Address Bar Spoofing Attacks against Microsoft Internet Explorer 6

                    Amit Klein, Trusteer


Summary
=======

IE6 is the second most popular web browser (after IE7), with
market share of around 25% (according to recent surveys e.g.
http://marketshare.hitslink.com/report.aspx?qprid=2).

This write-up presents two new phishing attack techniques,
abusing an address bar issue (security vulnerability) with IE6 in
combination with non-standard DNS domain names.
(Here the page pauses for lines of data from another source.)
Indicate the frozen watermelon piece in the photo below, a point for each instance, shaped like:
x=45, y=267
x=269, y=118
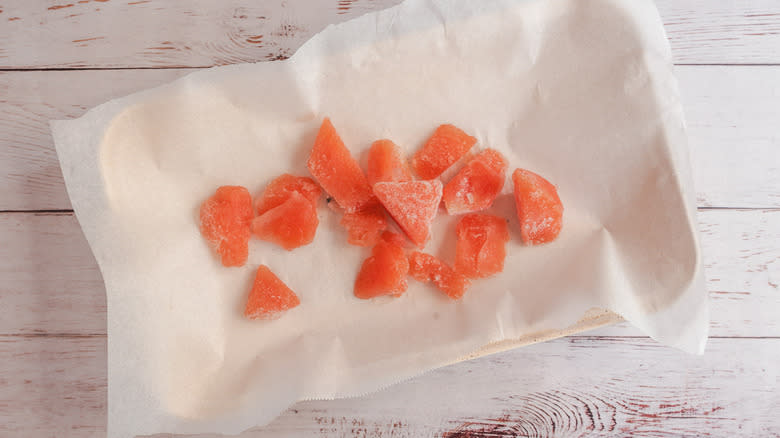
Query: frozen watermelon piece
x=289, y=225
x=477, y=184
x=337, y=171
x=447, y=145
x=384, y=273
x=480, y=249
x=386, y=163
x=427, y=268
x=412, y=204
x=364, y=227
x=279, y=190
x=539, y=209
x=225, y=221
x=269, y=296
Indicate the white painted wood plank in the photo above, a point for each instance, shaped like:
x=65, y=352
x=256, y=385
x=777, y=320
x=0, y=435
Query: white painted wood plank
x=51, y=282
x=567, y=387
x=103, y=33
x=30, y=174
x=731, y=112
x=732, y=116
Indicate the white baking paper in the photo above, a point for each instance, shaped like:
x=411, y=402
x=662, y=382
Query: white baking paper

The net result is
that a phishing site may present itself via a link that when
clicked in IE6 displays an almost indistinguishable URL from the
one in used by the genuine site. The technique is new, i.e. it's
different than the ASCII similar characters and IDN homographs
attacks.

There are two techniques: the first technique presents an address
bar which is very similar (visually) to the address bar expected
for the genuine domain, by abusing the NBSP character. The second
technique presents an address bar visually identical to the one
expected for the genuine domain, using the fact that a non-DNSish
characters are not displayed in the address bar in some cases.
This technique requires registration of a non-standard domain,
hence it is probably theoretic only (although "site down"
imitation is still possible).

The attacks were verified with Windows XP SP2 and Windows XP SP3.


Introduction
============

URLs typically include host name, which tells the browser (after
DNS resolution) where to fetch the resource from. While regular
host names contain alphanumeric characters (a-z, A-Z and 0-9),
dots, hyphens and (in Intranets only) underscores, it is possible
to construct (at least syntactically) URLs whose host part
contain any octet (as explained in RFC 1035 section 3.1). The
interpretation of such characters when presented as links (when
IDN is not supported by the browser, see below) by the browser
and by the DNS infrastructure, as well as the way those
characters are presented by the browser (in the address bar) are
the subject of this write-up.

Non-DNS characters can be provided to the browser in several ways
(assuming e.g. an anchor HTML tag context):
*    In raw form, i.e. as a byte (octet), e.g. $
*    In HTML-encoded form, e.g. &#x24;
*    In URL-encoded form, e.g. %24

In raw form, the data is provided as-is. In HTML-encoded form,
the data is considered Unicode, and may undergo encoding. In URL-
encoded format, the data is (again) directly decodable into raw
form. The difference is subtle, but important. The octet values
00-7F (corresponding to the ASCII characters) have a single
interpretation across all systems. However, octet values 80-FF
may have different interpretation depending on the code page and
encoding system in use.


Address bar spoofing in IE6
===========================

Non-DNS characters
------------------
Within the ASCII range (00-7F), only the DNS subset of ASCII
characters is allowed.
As for higher values (e.g. A9 or %A9): IE6 uses DnsQuery_A to
resolve the name. DnsQuery_A assumes that the characters are in
the "current" Windows ANSI codepage (e.g. Windows-1252 or
Windows-1255, see
http://www.microsoft.com/globaldev/reference/WinCP.mspx for a
list of Single Byte code pages). It translates the characters
into UTF-8 representation and sends them this way. So %A9 is URL-
decoded into the byte (\xA9) by IE6, then this raw byte is
forwarded to DnsQuery_A, which interprets it according to the
current codepage (e.g. Windows-1252 or Windows-1255) as
COPYRIGHT_SIGN, moves to Unicode (U+00A9), and UTF-8 encodes this
symbol (into the 2 byte sequence (\xC2) (\xA9)). The net result
is that http://www.foo%A9bar.com goes out as a DNS query on
www.foo(\xC2)(\xA9)bar.com.
As it happens, almost all single-byte character sets (Windows-
1250...Windows-1258) interpret (\xA9) as COPYRIGHT_SIGN, and the
one exception being Windows-874 (Thai) which does not.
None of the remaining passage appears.